An attempt to modernise the 1994 Energy Charter Treaty (ECT) achieved some degree of success this month. A fresh deal now removes any legal protection for new fossil fuel projects in the UK and EU.
A summary of the agreement revealed that the deal sets a deadline of August 15, 2023 to remove legal protection with “limited exceptions”. Existing investments will cease to have legal protection “after 10 years from the entry into force of the relevant provisions,” according to the summary. This 10-year transition period, however, has been met with criticism from environmentalists who believe a complete exit from the treaty is the only way for the EU to meet its climate objectives.
What is the ECT?
In the early 1990s, when the world was just reeling from the Cold War, governments saw an opportunity to thaw any remaining ice by encouraging cooperation between nations on dynamic sectors such as energy, in particular the fossil fuel industry—Soviet Union and Eastern Europe being major hubs.
The treaty, signed in 1994, includes fifty-three signatories. Its main provisions include protection of foreign investments, upholding non-discriminatory conditions for energy trade, dispute resolution, and promoting energy efficiency.
How does it interfere with the EU’s climate goals?
The ECT primarily focuses on the fossil fuel industry, which at the time of treaty signing was booming. Since then, climate change has increasingly made its presence felt, signalling the end is near for fossil fuel use, thereby making the ECT “outdated”. The most problematic provision in the ECT, however, is the way its “investor-state dispute settlement” (ISDS) works.
This mechanism gives the fossil fuel industry the power to sue governments for compensation in case any climate action or policy hinders their business. A study by the Institute of Sustainable Development (IISD) found the average amount awarded in such cases was more than $600 million, which is almost five times the amount awarded in non-fossil fuel cases. The study declared the fossil fuel sector to be the most litigious under the ISDS mechanism, accounting for 20% of all known cases.

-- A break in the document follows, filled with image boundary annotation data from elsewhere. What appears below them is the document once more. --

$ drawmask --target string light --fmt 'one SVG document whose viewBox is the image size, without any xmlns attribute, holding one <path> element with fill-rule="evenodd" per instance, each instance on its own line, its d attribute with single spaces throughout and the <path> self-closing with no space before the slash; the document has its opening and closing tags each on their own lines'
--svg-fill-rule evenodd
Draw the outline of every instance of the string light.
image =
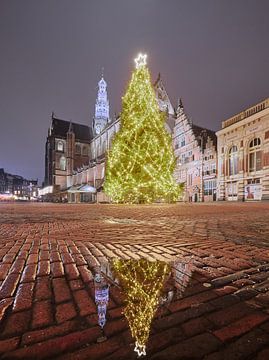
<svg viewBox="0 0 269 360">
<path fill-rule="evenodd" d="M 122 98 L 121 127 L 107 154 L 104 190 L 115 203 L 173 202 L 182 194 L 174 179 L 176 159 L 146 67 L 146 55 L 135 59 Z"/>
<path fill-rule="evenodd" d="M 135 339 L 134 351 L 146 355 L 151 323 L 170 266 L 162 261 L 115 259 L 112 269 L 125 297 L 124 315 Z"/>
<path fill-rule="evenodd" d="M 135 59 L 135 67 L 138 69 L 140 66 L 145 66 L 147 64 L 147 54 L 142 55 L 138 54 L 138 57 Z"/>
</svg>

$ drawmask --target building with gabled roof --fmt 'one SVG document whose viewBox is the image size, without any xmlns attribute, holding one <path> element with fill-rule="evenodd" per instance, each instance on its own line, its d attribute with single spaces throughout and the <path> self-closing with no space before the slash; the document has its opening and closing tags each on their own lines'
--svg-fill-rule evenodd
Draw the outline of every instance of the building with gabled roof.
<svg viewBox="0 0 269 360">
<path fill-rule="evenodd" d="M 173 146 L 175 177 L 184 183 L 185 201 L 213 201 L 217 193 L 217 138 L 214 131 L 194 125 L 182 99 L 176 110 Z"/>
</svg>

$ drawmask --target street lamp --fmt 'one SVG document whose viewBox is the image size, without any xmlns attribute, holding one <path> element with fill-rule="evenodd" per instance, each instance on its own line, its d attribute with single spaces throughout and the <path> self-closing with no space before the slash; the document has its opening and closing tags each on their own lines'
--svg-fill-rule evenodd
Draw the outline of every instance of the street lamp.
<svg viewBox="0 0 269 360">
<path fill-rule="evenodd" d="M 203 129 L 200 132 L 200 135 L 197 137 L 201 141 L 201 152 L 202 152 L 202 161 L 201 161 L 201 201 L 204 202 L 204 139 L 207 135 L 207 131 Z"/>
</svg>

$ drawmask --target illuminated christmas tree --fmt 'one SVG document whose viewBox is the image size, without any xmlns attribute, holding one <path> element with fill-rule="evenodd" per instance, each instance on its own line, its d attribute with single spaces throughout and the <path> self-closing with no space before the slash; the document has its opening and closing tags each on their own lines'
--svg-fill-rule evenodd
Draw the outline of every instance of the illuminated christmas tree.
<svg viewBox="0 0 269 360">
<path fill-rule="evenodd" d="M 104 190 L 116 203 L 178 200 L 175 157 L 159 110 L 146 55 L 139 55 L 122 99 L 121 127 L 108 152 Z"/>
<path fill-rule="evenodd" d="M 125 298 L 124 315 L 135 339 L 134 350 L 139 356 L 146 355 L 151 323 L 170 266 L 162 261 L 117 259 L 113 269 Z"/>
</svg>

Last year, the Court of Justice of the European Union said polluters in the EU would not be able to use this mechanism to sue governments. The court’s decision, however, does not include non-EU investors, who still have the power to go down the arbitration route to claim compensation.
A modernised ECT: Climate forward or backward?
As per the revised treaty, while fossil fuel industries will cease to get any protection after 10 years, synthetic fuels such as biomass, hydrogen and biogas—which come under the renewable energy category—will continue to remain protected. These fuels still emit some amount of CO2. Their continued protection under the ECT, therefore, would be detrimental to the climate, activists say. A complete exit from the ECT, therefore, is the only way to protect EU’s climate laws and action, they argue.